In my more reflective adult moments, I can still see her round, smiling face, with the deeply sad eyes. I see her standing
there in the hall at school, surrounded by kids who had nothing nice to say, smiling only because it was the one emotional
response that wouldn't make things worse. Even though the corridor was filled with her peers, she was totally and utterly
alone. Effie Pyke was the most hated girl in school.
I never found the evil in my heart to call her any names to her face, but I also never found the courage to make it stop.
I could have helped her more than once. I could have pulled my boyfriend away, I could have distracted my friends, or I could
have just yawned and said, "this is boring" then led the pack away. Instead, I did nothing. I stood by feeling a little
nauseated and very grateful that I wasn't in her shoes.
I was popular then, but I hadn't always been. Watching her singled out for scorn only reminded me of how easily I could
have been in her place. It made me see just how lucky I was that my skin had cleared up in 10th grade, that my metabolism
was naturally high, that I was as good at sports as I was at academics, and that nobody seemed to remember the mouse of a
girl I had been for my first three years of high school. I wasn't confident in my popular skin, I wasn't comfortable with
who I was, and that is why I never helped her.
Now at age 30, as I think about those moments, my heart breaks in a million places.
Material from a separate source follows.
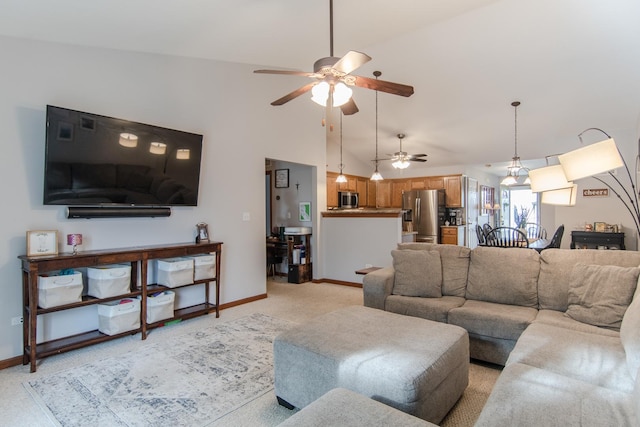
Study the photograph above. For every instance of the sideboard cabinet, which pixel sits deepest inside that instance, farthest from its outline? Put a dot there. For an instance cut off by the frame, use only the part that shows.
(138, 258)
There are no words to describe the
intense regret I feel for not having been a better person. I was insecure and had no faith in my friends to like me if I
were to stand up to them. I wasn't strong. I wasn't mature. I wasn't the grown-up in a youthful body that I thought I was. I
was a scared little girl who wanted nothing more than to belong and be liked. I am sure Effie only wanted the same things.
Every day I look into my daughter's eyes and I pray I never see even a shadow of the pain I used to see in Effie's. I
know that having a daughter has given me a whole new perspective on how my friends and I treated Effie over a decade ago. We
were so very wrong. There was nothing to be gained by our cruelty. It was bad enough that we excluded her from our group;
there was no reason we had to label her a pariah to others. I am so sorry that I was party to stealing a portion of another
person's youth and happiness. I am so sorry that I hurt her the way that I know I did.